File handling¶
File handling is notorios difficult topic in ORMs. In edgy we try to streamline it, so it is easy to understand and secure.
For this edgy has three security layers:
- Restricting the image formats parsed (ImageFields).
- Approved-only open of files (option).
- Direct size access as field. This way quota handling gets easy. No need to manually track the sizes. However this configurable.
and to align it with ORMs it uses a staging+non-overwrite by default concept for more safety.
This means, there has no worry about file names clashing (one of the main reasons people wanting access to the model instance during file name creation). Nor that if a file shall be overwritten and the save process fails the file is still overwritten.
It is realized via process pid prefixing and a thread-safe reserving an available name which is used after for the file creation and commiting the file changes only after saving the model instance (direct manipulation is still possible via parameters).
In short: Just use and stop worrying about the files beeing overwritten. No matter if you use processes or threads.
There are three relevant File classes:
- File: Raw IO to a file-like. Baseclass with many helper functions.
- ContentFile: In-memory IO. Transforms bytes on the fly. But can also be used with files.
- FieldFile: Transactional handler for field oeprations. Used in FileField. Not used directly except in subclasses of FileField.
Configuration¶
Filehandling is configured via the global settings. See edgy/conf/global_settings.py
for the options.
Direct¶
Direct access is possible via the storages object in edgy.files. Here you can access the files directly with a storage of your choice. You get an url or path for accessing the files directly. This way besides the global configuration nothing is affected.
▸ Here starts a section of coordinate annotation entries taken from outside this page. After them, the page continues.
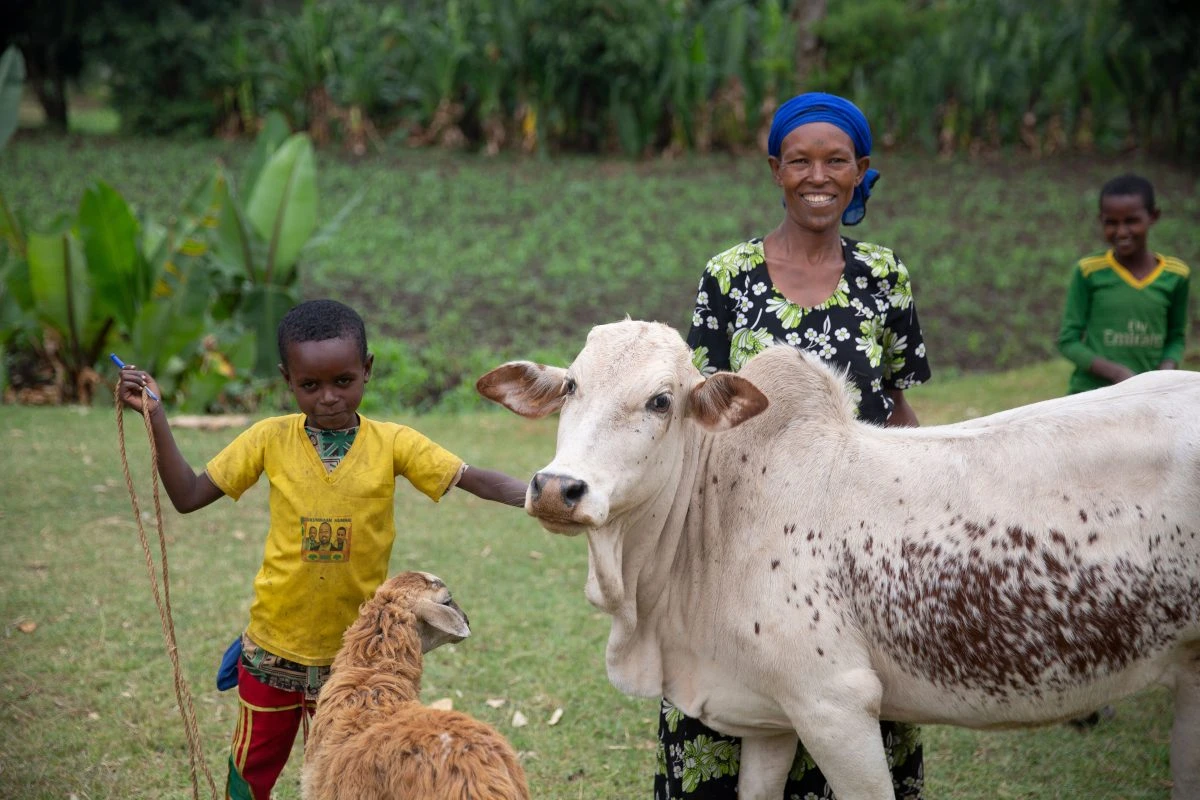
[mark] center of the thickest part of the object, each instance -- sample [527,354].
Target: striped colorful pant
[268,722]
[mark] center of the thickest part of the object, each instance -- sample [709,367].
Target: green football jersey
[1114,316]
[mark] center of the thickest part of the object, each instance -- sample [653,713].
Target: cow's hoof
[1093,719]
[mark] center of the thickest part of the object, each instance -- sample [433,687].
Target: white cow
[777,567]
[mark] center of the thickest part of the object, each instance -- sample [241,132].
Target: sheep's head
[439,620]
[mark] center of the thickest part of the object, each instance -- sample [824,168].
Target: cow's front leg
[766,762]
[840,728]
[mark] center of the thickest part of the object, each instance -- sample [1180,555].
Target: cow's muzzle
[557,498]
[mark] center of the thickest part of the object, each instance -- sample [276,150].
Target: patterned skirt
[697,763]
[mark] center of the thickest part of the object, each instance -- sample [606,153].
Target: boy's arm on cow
[1110,371]
[491,485]
[903,414]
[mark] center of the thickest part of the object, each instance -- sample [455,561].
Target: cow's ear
[525,388]
[725,401]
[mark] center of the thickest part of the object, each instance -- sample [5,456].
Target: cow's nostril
[574,491]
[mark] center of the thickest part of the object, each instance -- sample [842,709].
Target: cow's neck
[630,560]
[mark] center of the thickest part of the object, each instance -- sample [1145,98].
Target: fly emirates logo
[1137,334]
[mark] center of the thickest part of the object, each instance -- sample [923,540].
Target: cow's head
[627,402]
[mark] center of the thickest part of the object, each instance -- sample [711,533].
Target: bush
[166,60]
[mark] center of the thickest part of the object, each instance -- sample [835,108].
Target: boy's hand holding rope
[136,390]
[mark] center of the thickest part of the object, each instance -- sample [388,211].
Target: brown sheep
[371,738]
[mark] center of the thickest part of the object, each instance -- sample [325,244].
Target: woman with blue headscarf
[849,301]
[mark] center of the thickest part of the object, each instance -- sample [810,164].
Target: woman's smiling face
[328,378]
[817,170]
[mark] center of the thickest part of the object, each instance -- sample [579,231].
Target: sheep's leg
[766,762]
[1186,731]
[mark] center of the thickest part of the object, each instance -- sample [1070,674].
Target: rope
[183,695]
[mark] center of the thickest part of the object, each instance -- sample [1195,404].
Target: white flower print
[857,305]
[790,314]
[869,341]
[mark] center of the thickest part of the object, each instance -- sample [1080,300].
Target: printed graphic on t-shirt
[325,539]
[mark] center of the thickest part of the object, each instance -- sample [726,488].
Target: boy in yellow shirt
[329,469]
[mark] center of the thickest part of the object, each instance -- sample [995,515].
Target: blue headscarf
[820,107]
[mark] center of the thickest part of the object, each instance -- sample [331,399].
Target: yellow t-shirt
[331,533]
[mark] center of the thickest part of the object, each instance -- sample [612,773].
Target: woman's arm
[490,485]
[186,489]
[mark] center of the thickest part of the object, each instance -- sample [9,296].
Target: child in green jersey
[329,469]
[1127,310]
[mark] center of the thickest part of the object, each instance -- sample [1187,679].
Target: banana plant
[258,234]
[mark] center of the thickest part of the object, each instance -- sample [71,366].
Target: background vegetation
[461,260]
[631,76]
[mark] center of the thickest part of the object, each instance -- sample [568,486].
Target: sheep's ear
[441,624]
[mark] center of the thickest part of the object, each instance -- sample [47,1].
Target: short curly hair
[317,320]
[1131,185]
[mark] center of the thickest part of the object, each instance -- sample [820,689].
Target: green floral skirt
[697,763]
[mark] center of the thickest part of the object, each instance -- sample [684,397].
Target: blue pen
[120,365]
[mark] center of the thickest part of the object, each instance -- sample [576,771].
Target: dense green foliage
[459,260]
[643,76]
[87,702]
[195,288]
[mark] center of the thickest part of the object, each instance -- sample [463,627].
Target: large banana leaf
[282,206]
[120,276]
[275,131]
[262,308]
[12,78]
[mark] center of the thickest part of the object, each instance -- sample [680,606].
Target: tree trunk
[807,13]
[49,86]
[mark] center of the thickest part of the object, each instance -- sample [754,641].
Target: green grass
[87,707]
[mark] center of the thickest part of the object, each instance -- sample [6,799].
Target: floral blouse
[868,324]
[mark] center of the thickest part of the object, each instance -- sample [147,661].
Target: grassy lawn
[474,258]
[87,705]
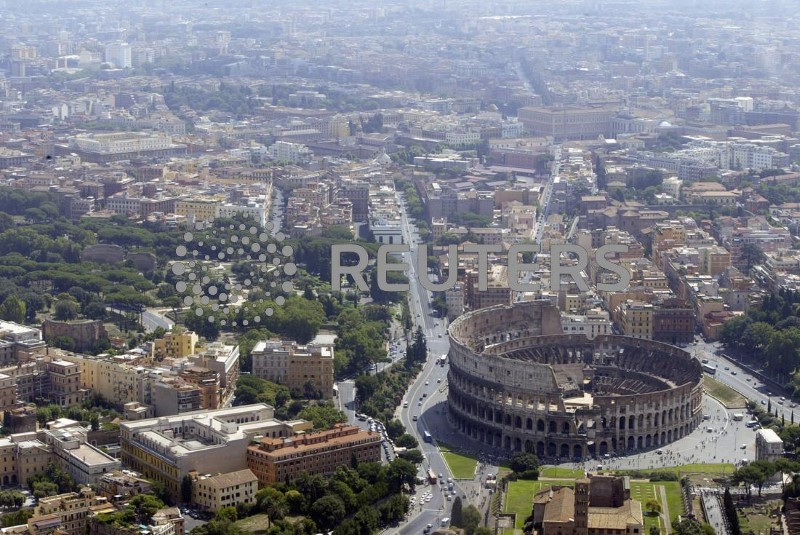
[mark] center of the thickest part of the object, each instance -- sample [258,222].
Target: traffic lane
[737,378]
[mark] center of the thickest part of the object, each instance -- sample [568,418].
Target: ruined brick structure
[517,383]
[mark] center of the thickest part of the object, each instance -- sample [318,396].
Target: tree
[401,473]
[13,309]
[730,512]
[413,455]
[751,255]
[653,507]
[145,506]
[471,519]
[228,514]
[690,526]
[395,427]
[366,386]
[456,517]
[324,415]
[406,441]
[525,465]
[66,309]
[327,512]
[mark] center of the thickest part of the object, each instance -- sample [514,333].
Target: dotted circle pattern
[242,243]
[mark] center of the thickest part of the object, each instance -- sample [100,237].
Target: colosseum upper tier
[517,382]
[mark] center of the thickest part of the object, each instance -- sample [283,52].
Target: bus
[431,476]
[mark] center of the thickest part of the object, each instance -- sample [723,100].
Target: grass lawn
[558,472]
[519,499]
[713,469]
[728,396]
[461,466]
[254,524]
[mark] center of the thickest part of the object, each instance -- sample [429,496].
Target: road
[152,318]
[732,374]
[712,505]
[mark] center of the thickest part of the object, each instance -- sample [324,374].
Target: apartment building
[85,463]
[8,392]
[66,513]
[568,123]
[175,344]
[274,459]
[497,291]
[636,319]
[16,339]
[65,383]
[593,323]
[223,359]
[300,368]
[167,449]
[769,445]
[224,490]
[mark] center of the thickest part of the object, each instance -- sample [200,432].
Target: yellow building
[175,344]
[295,366]
[8,392]
[223,490]
[636,319]
[68,513]
[201,209]
[8,462]
[110,377]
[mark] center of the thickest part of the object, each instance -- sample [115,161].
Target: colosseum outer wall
[504,390]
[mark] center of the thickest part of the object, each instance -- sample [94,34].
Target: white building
[285,152]
[454,297]
[769,445]
[206,442]
[225,490]
[672,187]
[253,210]
[122,142]
[85,463]
[594,323]
[119,54]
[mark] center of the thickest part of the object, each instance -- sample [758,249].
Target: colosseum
[517,382]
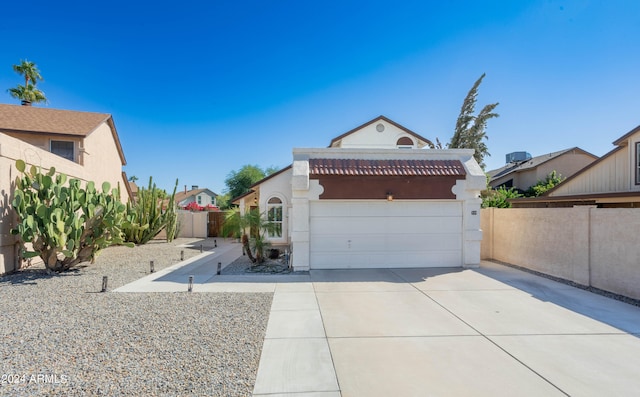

However there is also just limited access to transactional file handling. There is more control by using save
explicit.
Fields¶
The recommended way to handle files with database tables are FileFields and ImageFields. Both are quite similar, in fact ImageFields are a subclass with image related extensions.
Fields follow a multi-store concept. It is possible to use in the same FileField multiple stores. The store name is saved along with the file name, so the right store can be retrieved later.
FileField¶
FileField allow to save files next to the database. In contrast to Django, you don't have to worry about the file-handling. It is all done automatically.
The cleanups when a file gets unreferenced are done automatically (No old files laying around) but this is configurable too. Queries are fully integrated, it is possible to use delete, bulk_create, bulk_update without problems.
Also by default overwriting is not possible. Files even honor a failed save and doesn't overwrite blindly the old ones.
Setting a file field to None, implicitly deletes the file after saving.
For higher control, the methods of the FieldFile can be used.
Tip
You may want to set null=True to allow the deletion of the file and having a consistent state afterward.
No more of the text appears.